Controversies and Legacy
Burchett met Yuri Krotkov in Berlin after World War II and again in Moscow in 1957. Krotkov later moved to Britain and claimed that Burchett had worked as an agent for the KGB (Soviet intelligence). Krotkov also said Burchett worked for Vietnam and China and was a secret member of the Communist Party of Australia.
In 1971, an Australian politician accused Burchett of being a KGB agent. In 1973, Burchett sued for defamation. Former prisoners of war testified that Burchett had used harsh language against them in Korea. The jury found that Burchett had been defamed, but the article was protected by parliamentary privilege. Burchett appealed and lost.
Historian Gavan McCormack has said that Burchett's dealings with Australian POWs were "trivial incidents" where he "helped" them.

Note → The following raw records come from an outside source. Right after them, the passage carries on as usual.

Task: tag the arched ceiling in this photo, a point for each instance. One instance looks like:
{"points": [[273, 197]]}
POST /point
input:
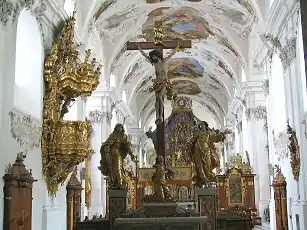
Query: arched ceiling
{"points": [[207, 73]]}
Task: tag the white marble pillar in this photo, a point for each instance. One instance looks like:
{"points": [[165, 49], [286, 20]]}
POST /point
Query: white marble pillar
{"points": [[105, 132], [260, 158], [50, 213], [95, 174]]}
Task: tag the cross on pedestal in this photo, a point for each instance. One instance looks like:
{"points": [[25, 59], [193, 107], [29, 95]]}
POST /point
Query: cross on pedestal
{"points": [[159, 45], [303, 4]]}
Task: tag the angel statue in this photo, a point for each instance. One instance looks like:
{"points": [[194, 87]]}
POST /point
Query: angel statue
{"points": [[113, 153], [203, 153], [159, 181]]}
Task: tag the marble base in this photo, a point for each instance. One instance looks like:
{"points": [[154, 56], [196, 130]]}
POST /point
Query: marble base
{"points": [[174, 223], [117, 204], [160, 209]]}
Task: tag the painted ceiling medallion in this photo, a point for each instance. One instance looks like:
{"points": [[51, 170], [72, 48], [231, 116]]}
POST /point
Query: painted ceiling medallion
{"points": [[186, 87], [183, 22], [185, 67]]}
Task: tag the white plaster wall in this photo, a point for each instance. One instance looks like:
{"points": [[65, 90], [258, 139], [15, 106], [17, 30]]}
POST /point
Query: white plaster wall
{"points": [[28, 65]]}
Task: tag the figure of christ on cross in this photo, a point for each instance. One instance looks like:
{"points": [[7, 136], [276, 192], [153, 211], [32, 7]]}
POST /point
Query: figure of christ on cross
{"points": [[161, 85]]}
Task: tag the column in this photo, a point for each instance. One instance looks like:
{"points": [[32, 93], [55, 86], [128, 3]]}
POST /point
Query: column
{"points": [[304, 28], [258, 131], [105, 132], [95, 208]]}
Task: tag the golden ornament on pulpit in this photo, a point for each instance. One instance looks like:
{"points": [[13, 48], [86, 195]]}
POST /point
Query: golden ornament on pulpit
{"points": [[65, 144]]}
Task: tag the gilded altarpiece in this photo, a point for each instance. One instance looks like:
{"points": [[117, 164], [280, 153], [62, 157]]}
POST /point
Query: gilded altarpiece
{"points": [[179, 128], [236, 189], [18, 183]]}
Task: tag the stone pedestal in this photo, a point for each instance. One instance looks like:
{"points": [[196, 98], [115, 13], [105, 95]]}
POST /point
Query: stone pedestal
{"points": [[160, 209], [178, 223], [207, 205], [117, 204]]}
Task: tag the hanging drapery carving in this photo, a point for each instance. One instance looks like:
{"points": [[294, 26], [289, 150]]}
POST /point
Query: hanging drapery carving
{"points": [[294, 149], [65, 144], [25, 130], [73, 200], [280, 197], [281, 141]]}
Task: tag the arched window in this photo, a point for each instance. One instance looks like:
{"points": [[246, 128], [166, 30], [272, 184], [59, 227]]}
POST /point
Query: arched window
{"points": [[112, 80], [245, 131], [278, 95], [243, 75], [300, 51], [113, 120], [28, 88], [69, 6], [124, 96]]}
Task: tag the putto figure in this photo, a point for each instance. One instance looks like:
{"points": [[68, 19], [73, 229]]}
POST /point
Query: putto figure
{"points": [[203, 153], [113, 153], [161, 85]]}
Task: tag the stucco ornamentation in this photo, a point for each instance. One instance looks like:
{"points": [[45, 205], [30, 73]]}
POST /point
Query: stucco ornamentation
{"points": [[26, 130]]}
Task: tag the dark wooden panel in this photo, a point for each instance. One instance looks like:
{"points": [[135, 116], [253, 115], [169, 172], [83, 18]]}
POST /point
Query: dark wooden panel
{"points": [[152, 45], [17, 189]]}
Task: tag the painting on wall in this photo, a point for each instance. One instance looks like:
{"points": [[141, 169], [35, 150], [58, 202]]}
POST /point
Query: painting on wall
{"points": [[103, 7], [183, 22], [185, 67], [131, 73], [186, 87]]}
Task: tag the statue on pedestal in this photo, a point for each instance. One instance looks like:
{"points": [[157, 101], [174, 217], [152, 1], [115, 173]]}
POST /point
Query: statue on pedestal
{"points": [[113, 153], [159, 182], [203, 153]]}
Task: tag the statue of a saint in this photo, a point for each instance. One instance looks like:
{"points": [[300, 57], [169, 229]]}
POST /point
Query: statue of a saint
{"points": [[159, 182], [203, 153], [161, 85], [113, 153]]}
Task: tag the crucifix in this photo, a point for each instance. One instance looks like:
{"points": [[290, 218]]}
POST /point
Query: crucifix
{"points": [[161, 85]]}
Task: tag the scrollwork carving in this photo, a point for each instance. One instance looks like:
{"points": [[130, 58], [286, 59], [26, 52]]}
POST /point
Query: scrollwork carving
{"points": [[295, 160], [281, 142], [260, 112], [266, 87], [26, 130], [65, 144]]}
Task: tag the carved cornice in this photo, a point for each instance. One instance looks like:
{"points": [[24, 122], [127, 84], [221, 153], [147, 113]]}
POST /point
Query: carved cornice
{"points": [[25, 129], [6, 11], [266, 87], [281, 141]]}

In the early 1990s, some classified documents from the Soviet Communist Party archives were made public. These documents included a memo from the KGB chairman in 1957 that mentioned Burchett agreeing to work in Moscow for a "monetary subsidy" and a chance to write for the Soviet press. Historian Robert Manne used these documents to suggest Burchett had a close relationship with communist governments. However, others argued that if the KGB paid Burchett, they didn't get much in return, as Burchett later moved away from Soviet communism.
Death and Impact
Burchett moved to Bulgaria in 1982 and died of cancer in Sofia the next year, at age 72.
A documentary film called Public Enemy Number One by David Bradbury was released in 1981. The film explored how Burchett was criticized in Australia for reporting from "the other side" in wars. It asked important questions about freedom of the press during wartime.
In 1997, journalist Denis Warner wrote that Burchett would be remembered by many as a powerful influence, but by his supporters as a "folk hero." Nick Shimmin, who co-edited a book of Burchett's writings, said, "When he saw injustice and hardship, he criticized those he believed responsible for it."
In 2011, Vietnam celebrated Burchett's 100th birthday with an exhibition in the Ho Chi Minh Museum in Hanoi.
Personal Life
Burchett married his first wife, Erna Lewy, a German Jewish refugee, in London in 1938. They had one son and divorced in 1948. Burchett then married Vesselina (Vessa) Ossikovska, a Bulgarian, in December 1949 in Sofia. They had a daughter and two sons. His children were denied Australian citizenship in 1955. His son George was born in Hanoi and grew up in Moscow and France.
Burchett was the uncle of famous chef and cookbook writer Stephanie Alexander.